The existence of the options in current code doesn't necessarily mean
that the existing code doesn't suffer from the same flaw, and exposing
it more broadly by documenting the behavior may worsen the situation.
- Garrett
On 05/ 5/10 10:54 AM, Kacheong Poon wrote:
On 05/ 6/10 12:42 AM, Garrett D'Amore wrote:
1) Can an ill-behaved application cause bad things to happen to the TCP
stack by setting RTO or abort timers too high? I'm specifically thinking
that by setting these timers to a large value, that it might be possible
to cause out of control consumption of resources or exhaustion of TCP
port numbers....
The result is that TCP keeps on retransmitting and won't time
out for the "long" (TCP_ABORT_THRESHOLD option value) period
of time. But an app can do effectively the same thing without
using the option by opening up another socket.

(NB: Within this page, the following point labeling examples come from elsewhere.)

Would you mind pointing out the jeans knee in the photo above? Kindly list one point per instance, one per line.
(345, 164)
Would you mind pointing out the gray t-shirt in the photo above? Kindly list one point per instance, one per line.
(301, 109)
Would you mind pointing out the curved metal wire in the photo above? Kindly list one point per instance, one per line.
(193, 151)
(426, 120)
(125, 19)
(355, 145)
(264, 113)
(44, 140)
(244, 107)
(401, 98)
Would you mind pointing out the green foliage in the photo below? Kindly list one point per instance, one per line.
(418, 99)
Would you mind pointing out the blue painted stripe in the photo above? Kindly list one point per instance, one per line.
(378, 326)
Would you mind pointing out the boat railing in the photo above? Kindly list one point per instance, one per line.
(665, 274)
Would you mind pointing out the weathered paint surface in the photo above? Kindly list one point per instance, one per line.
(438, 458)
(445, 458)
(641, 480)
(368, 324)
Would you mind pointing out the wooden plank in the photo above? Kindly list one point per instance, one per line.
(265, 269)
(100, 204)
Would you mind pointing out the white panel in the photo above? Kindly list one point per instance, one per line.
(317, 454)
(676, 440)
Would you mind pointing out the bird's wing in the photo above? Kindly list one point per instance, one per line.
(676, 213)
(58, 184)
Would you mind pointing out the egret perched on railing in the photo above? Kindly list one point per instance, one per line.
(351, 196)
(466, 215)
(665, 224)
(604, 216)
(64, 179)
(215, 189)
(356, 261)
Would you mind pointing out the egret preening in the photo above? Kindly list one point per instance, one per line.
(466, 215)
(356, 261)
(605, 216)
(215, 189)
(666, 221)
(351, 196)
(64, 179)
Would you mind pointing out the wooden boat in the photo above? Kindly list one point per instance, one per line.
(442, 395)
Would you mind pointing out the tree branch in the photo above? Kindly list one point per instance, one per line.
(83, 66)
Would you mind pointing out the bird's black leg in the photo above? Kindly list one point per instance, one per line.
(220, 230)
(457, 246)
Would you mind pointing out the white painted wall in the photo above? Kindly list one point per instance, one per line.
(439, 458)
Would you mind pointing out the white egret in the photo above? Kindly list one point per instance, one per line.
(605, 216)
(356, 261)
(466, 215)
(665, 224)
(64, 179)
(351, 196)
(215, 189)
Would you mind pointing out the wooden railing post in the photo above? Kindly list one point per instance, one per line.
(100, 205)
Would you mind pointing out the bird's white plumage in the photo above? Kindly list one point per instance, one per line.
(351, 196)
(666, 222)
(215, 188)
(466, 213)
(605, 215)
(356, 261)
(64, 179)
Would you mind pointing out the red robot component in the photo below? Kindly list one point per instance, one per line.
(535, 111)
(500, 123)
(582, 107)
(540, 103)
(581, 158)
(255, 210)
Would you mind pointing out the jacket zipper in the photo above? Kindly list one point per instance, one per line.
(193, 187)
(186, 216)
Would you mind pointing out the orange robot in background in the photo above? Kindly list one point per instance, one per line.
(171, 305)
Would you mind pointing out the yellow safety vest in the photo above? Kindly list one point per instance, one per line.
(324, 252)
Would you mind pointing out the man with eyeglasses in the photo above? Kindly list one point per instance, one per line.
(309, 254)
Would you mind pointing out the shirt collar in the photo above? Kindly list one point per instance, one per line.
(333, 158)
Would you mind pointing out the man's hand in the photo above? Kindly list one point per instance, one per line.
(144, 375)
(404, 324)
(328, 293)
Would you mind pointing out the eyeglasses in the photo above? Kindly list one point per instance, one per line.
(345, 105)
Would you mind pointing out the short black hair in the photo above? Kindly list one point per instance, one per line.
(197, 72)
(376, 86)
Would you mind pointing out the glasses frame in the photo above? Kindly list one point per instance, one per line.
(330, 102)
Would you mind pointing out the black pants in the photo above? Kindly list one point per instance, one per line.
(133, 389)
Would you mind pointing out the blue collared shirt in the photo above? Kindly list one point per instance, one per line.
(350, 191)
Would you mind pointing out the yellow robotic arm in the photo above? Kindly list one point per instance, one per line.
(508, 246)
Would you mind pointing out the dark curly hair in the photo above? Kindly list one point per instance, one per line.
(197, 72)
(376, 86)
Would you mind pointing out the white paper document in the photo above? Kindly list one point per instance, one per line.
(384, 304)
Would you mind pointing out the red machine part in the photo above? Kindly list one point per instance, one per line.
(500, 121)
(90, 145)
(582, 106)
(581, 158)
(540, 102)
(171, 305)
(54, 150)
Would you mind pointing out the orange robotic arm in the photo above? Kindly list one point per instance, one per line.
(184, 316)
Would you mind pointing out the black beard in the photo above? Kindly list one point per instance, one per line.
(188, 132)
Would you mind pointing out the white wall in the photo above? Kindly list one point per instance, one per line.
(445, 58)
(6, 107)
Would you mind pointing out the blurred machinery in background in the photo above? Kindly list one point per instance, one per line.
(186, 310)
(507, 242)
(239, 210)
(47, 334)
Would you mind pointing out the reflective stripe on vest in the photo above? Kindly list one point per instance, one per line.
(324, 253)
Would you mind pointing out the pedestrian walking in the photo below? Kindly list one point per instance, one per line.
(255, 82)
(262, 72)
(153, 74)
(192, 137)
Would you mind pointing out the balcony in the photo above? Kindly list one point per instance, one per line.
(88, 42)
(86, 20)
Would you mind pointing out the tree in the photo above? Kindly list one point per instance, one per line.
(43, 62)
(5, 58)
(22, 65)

2) Perhaps setting some of these values should require a privilege?
I guess unless the system security or policy is affected, the
use of a privilege may not be appropriate. IMHO, both are not
affected. And from the point of view of resource consumption,
an app can use effectively the same amount of resource without
the help of the options, new and old (*).
If folks are not comfortable with the current ranges of those
existing TCP private parameters (the option value ranges are
the same), I can certainly change them.
3) Ultimately, have the implications of these changes been reviewed from
a security standpoint?
I guess the implications are obvious. If folks on the list
see a problem, please raise it.
(*) Note that TCP_CONN_ABORT_THRESHOLD and TCP_ABORT_THRESHOLD
have been in Solaris for a long time. I just checked the
history, it was added in 1992. Although they were not
documented by us, these two options are known in other
network stacks. Given their history and the fact that we
have not received (AFAIK) any complain, it is safe to assume
that documenting them will not introduce new issues.